Klaus, der zur Rettung seines Herrn herbeigeeilt war, lag schwerverwundet auf dem Schlachtfeld und glaubte mit dem Tod sein Vergehen gegen den Bruder gutzumachen. Aber als am Tag nach der Schlacht die Schweizer die Toten plünderten, nahm sich einer von ihnen des Verwundeten an, schützte ihn gegen die Drohungen seiner Landsleute, nahm ihn mit sich nach Hause und pflegte ihn sorgfältig. Klaus genas wieder und blieb Jahr und Tag im Bauernhaus des Schweizers ein düsterer, verschlossener Mann, den man niemals lächeln sah; denn sein Gewissen ließ ihm keine Ruhe. Endlich nahm er Abschied von der biederen Schweizer Familie, die ihn nur ungern ziehen ließ, und wanderte schweigend der Heimat zu.

Als er aber beim Donautor hereinschritt, fand er das elterliche Wohnhaus nicht; an dessen Stelle standen zwei Häuser, die sich in ihrem Äußeren nur wenig voneinander unterschieden. Und als er in die Wohnstube des einen Hauses trat, um zu fragen, warum sich das alles verändert habe, trat ihm gesund und lebensfrisch sein Bruder Werner, den er getötet zu haben glaubte, mit ausgebreiteten Armen entgegen, drückte ihn liebevoll ans Herz und rief: »Sei tausendmal willkommen, liebster Bruder; ich lebe, und nimmermehr sollen zwischen uns beiden Streit und Unfrieden herrschen!« Und als sich beide von der ersten Überraschung erholt hatten, fuhr er fort: »Siehe, ich habe die Ursache unseres Zwistes – das Haus – niederreißen lassen und ließ zwei gleiche Wohnungen errichten. Wähle – und willst du diese, so ziehe ich in die andere, willst du jene, so bleibe ich hier!«

Und bald begrüßte auch Werners Weib den Bruder des Gemahls, und ihre Kinder umsprangen fröhlich den Vetter.

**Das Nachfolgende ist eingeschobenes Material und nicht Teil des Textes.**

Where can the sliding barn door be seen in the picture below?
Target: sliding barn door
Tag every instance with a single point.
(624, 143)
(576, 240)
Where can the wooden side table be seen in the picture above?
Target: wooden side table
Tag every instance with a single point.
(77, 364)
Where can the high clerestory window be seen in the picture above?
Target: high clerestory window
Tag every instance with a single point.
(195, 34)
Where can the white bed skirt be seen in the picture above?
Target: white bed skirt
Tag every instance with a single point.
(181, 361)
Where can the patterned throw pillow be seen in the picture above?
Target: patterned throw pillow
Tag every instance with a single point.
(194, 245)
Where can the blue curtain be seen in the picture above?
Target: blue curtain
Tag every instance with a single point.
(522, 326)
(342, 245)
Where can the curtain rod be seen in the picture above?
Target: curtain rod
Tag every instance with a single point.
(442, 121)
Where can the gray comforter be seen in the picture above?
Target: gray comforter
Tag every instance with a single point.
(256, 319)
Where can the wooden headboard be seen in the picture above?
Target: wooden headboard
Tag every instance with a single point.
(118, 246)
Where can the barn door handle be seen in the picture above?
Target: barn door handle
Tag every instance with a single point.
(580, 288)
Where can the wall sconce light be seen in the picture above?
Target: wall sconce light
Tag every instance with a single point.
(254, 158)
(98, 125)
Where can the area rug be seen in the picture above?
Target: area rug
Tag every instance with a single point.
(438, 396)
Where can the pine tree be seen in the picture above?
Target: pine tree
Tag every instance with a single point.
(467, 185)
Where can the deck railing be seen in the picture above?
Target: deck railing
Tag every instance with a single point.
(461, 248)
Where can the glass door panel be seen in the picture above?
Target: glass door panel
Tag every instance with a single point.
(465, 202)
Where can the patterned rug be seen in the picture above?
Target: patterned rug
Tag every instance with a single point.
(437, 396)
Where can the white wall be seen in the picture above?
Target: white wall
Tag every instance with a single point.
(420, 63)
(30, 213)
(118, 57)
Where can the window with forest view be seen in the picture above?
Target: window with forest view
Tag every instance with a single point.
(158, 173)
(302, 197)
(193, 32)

Klaus nahm das leerstehende Haus in Besitz, und die beiden Brüder teilten das Wappen, das ehemals die väterliche Schenke bezeichnete. Werner nahm den Reichsadler und Klaus die Krone.

Ohne Zank und Hader lebten die beiden Brüder ferner zusammen, und als Klaus nach Jahr und Tag ein niedliches Schweizer Mädchen – die Tochter des wackeren Landmannes, der ihn vom wüsten Schlachtfeld gerettet hatte – zum Weib nahm, da waren die Freude und der Jubel in Lauingen groß, und wohl oft haben seitdem Geigen und Flöten im Gasthof Zur Krone aufgespielt und die Fenster von den Tritten der Tanzenden erklirrt – aber niemals so, wie an dem Tag, wo Klaus Hochzeit mit dem Vreneli hielt.